“You couldn’t!” she exclaimed. “They would never let you!”
“I don’t know the exact law, but I fancy I could safeguard him and still allow you to see him in an ordinary way without your being in authority. But all this is absurd. We are making ourselves miserable about nothing. Go up to him now and spoil him to your heart’s content. But think over what I have said. You have so much good in you, Evangeline, if you would only not let yourself be carried away by this terror of all pain and discomfort.”
“I didn’t make a sound when Ivor was born,” she said in amazement.
“I know. Don’t think you hadn’t my admiration because I didn’t say so. I was thinking of the pains of self-sacrifice and obedience to rules not understood.”
“If I can keep Ivor by bearing those, too, I will,” she assured him.
“Of course you can, darling,” he said, misunderstanding. “We shall all be happy at last, you will see.”
At Christmas they went again to stay with Evangeline’s parents. Ivor found his grandmother all that he could possibly desire. He fell madly in love with her and she made very little attempt to conceal her triumph from his nurse. Ivor loved the nurse dearly and she loved him, so that altogether he never suffered a moment’s anxiety during his visit. War was declared over him; a long and bitter war as it turned out; yet his life became for the time being all the sweeter in consequence. Susie entered the battlefield on the side of Evangeline and motherhood in general, of “not worrying about things that can’t be helped,” and of opposition to men who “will be disagreeable.” Love, wounded by Ivor’s mischievous treachery at times when his grandmother’s blandishments must be left for sleep and exercise, brought nurse in on the side of the father and discipline.
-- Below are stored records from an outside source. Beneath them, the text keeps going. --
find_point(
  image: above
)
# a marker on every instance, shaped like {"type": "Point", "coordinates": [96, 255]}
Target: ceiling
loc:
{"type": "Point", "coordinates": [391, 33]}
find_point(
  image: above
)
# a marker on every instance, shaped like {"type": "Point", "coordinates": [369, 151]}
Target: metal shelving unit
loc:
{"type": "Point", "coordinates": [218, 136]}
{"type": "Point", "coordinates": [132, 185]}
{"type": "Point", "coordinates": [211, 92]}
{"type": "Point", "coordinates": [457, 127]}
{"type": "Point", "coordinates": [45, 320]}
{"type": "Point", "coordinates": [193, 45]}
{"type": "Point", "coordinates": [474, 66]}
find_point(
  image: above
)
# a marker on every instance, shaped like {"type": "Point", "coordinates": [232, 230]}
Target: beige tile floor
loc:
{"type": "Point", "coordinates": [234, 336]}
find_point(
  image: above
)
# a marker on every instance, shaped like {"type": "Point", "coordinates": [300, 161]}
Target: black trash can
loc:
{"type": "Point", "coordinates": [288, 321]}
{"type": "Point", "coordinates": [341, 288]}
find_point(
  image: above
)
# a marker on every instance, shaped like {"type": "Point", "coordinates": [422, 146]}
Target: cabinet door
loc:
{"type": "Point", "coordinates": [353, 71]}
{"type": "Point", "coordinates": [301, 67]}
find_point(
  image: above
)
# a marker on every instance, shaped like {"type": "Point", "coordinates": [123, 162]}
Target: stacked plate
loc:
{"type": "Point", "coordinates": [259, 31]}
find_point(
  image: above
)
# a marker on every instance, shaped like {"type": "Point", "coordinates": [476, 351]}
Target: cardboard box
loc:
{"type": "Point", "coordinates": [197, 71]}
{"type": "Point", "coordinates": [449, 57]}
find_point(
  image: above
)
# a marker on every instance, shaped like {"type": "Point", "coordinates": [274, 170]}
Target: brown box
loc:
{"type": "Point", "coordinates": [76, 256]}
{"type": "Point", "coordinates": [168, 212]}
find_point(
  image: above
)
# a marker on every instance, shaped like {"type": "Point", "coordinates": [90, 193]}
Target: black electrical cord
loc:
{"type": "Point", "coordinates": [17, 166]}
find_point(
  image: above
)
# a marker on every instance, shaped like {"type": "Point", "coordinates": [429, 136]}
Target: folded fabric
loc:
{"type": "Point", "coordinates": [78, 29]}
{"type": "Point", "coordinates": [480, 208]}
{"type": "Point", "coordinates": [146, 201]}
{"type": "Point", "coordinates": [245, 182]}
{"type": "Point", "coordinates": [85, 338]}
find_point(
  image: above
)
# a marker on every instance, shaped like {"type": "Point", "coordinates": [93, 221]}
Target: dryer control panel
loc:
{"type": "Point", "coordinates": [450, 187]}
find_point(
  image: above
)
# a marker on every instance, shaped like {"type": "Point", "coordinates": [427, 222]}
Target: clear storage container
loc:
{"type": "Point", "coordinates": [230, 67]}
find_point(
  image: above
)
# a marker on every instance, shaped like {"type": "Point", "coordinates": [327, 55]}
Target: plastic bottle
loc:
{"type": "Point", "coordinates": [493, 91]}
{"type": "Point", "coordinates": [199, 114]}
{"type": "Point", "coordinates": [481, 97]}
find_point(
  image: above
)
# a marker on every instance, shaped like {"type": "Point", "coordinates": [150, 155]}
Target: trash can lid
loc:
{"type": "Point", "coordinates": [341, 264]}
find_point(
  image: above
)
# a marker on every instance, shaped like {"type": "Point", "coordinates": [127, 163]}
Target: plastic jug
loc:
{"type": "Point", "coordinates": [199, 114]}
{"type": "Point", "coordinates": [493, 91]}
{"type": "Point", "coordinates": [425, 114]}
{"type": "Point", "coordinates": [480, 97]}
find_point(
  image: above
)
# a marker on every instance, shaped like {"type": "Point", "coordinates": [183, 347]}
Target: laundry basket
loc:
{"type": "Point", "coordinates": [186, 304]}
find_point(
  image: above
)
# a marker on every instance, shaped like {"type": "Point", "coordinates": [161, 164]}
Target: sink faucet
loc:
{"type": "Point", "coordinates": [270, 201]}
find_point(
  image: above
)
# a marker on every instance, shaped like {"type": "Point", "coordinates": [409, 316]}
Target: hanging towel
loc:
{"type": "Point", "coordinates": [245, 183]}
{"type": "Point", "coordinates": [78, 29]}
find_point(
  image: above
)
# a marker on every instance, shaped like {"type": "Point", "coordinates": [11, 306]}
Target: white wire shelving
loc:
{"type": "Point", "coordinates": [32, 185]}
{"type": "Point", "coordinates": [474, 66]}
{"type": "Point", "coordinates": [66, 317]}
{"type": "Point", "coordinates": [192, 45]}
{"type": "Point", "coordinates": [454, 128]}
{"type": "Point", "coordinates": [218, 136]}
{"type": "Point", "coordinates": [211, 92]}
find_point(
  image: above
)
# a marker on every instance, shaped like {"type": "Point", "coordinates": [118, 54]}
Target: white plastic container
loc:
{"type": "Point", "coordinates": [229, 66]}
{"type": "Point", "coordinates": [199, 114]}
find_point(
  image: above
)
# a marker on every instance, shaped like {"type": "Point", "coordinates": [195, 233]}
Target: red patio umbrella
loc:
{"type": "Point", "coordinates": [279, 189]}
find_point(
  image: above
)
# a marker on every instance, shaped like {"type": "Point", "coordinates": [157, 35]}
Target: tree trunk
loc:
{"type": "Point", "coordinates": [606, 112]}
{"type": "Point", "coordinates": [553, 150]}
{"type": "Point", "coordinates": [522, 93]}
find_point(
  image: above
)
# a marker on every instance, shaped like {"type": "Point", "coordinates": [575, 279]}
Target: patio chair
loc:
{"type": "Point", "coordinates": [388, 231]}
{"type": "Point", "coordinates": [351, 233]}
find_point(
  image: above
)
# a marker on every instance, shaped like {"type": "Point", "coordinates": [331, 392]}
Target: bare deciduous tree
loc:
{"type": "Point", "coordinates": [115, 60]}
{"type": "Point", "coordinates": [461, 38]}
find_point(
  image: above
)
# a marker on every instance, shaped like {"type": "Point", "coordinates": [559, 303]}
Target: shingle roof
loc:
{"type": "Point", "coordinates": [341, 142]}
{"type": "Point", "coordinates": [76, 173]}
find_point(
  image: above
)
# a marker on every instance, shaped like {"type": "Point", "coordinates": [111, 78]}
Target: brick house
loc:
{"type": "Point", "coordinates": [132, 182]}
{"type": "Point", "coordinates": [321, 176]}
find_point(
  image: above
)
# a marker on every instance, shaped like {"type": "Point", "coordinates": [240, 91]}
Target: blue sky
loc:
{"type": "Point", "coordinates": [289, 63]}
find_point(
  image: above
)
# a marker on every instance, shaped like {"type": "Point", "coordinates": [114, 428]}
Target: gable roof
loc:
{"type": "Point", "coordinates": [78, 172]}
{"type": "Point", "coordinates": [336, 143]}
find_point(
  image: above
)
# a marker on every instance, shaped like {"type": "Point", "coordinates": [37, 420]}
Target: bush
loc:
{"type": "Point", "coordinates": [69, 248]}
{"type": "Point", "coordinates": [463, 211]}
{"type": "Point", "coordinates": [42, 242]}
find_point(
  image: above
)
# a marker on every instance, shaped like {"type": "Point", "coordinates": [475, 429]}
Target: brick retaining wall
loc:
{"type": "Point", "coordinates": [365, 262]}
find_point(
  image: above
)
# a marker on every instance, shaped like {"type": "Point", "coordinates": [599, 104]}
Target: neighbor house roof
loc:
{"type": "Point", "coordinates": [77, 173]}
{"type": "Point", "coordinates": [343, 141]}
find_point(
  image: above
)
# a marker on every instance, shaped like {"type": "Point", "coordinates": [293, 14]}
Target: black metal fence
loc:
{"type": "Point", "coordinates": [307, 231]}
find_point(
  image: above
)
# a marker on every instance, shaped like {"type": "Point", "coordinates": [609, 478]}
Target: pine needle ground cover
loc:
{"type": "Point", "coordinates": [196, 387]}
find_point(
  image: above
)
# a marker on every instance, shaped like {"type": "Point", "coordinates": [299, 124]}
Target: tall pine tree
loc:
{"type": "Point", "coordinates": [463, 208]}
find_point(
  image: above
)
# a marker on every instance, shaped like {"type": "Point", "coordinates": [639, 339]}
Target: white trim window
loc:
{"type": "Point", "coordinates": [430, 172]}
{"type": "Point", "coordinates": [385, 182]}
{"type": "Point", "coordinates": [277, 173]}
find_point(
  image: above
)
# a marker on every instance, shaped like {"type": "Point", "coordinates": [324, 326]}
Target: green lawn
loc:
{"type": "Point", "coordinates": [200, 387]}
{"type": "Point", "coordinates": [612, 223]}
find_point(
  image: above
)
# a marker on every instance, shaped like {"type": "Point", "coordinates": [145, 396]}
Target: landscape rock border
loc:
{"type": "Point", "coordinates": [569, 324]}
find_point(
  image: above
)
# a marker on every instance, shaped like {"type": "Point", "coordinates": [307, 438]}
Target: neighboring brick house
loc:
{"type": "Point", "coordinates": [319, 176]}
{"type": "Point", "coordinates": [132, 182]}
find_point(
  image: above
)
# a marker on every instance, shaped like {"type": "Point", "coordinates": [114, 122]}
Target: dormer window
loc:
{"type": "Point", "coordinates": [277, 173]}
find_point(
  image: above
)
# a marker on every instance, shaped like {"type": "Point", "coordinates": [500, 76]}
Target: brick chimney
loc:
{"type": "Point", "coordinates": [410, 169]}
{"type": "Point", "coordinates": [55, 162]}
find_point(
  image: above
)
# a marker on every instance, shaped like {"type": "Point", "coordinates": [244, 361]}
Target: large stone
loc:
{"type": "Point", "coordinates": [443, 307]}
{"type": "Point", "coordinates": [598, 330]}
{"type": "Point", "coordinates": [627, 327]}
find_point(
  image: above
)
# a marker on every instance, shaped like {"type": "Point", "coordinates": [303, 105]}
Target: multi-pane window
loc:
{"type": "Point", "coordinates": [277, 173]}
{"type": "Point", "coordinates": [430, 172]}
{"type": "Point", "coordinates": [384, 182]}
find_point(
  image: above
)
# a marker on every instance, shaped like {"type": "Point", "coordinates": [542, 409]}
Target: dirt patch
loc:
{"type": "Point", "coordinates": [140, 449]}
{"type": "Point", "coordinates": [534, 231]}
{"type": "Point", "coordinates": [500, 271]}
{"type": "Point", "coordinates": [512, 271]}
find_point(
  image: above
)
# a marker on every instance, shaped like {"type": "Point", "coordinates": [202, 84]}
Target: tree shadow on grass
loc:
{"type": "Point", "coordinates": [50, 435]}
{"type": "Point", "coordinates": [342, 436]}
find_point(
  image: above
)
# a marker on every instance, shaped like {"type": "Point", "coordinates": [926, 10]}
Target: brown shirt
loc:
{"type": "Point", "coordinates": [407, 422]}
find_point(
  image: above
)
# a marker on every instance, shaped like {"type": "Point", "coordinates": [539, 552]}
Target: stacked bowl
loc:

It was she who had to endure the nerve-racking screams and struggles that took place on the other side of the drawing-room door, and the wakeful nights caused by excitement and “the very purest chocolate” from Grannie’s drawer which Ivor had learned to open so cleverly. She had to put up with the gentlest and most persistent advice, with seeing windows covertly opened or shut when otherwise arranged by her with the tenderest care for Ivor’s comfort, with clothes added to or removed from what he was wearing. Mothers of any civilised country will bear witness that such trifles are more dangerous to domestic peace than the franker brawls of the gutter. If Susie and the nurse had let themselves go with the same abandon as the ladies of honest Robert’s beat, Ivor would have suffered less in the end and his father and mother might have called quits after the exchange of a black eye and a broken nose. As it was, Evangeline took no part in the daily duels so long as her son remained unscathed between the contending parties; but she noted Evan’s silent criticism. She saw that every scene of wilfulness strengthened his position against her, and her heart hardened towards him. Once when Mrs. Vachell asked her to lunch she arrived there so discouraged that she could hardly keep up a pretence of other conversation.
“I am very sorry to be so stupid,” she said at last, “but I am tired to death. Mother and Ivor’s nurse do get on so badly, though I believe it is really one-sided because Mother seems not to notice at all; but she puts nurse’s back up and Ivor takes advantage of it to get everything he wants, and I don’t think she would stay through another visit. Evan thinks it is my fault and that I spoil Ivor. I do so hate anger and fuss. What would you do?”
“I should tell the nurse that she must be polite to your mother or go,” said Mrs. Vachell.
“I wouldn’t do that for a thousand pounds,” said Evangeline. “She worships Ivor and would give her life for him I really think.”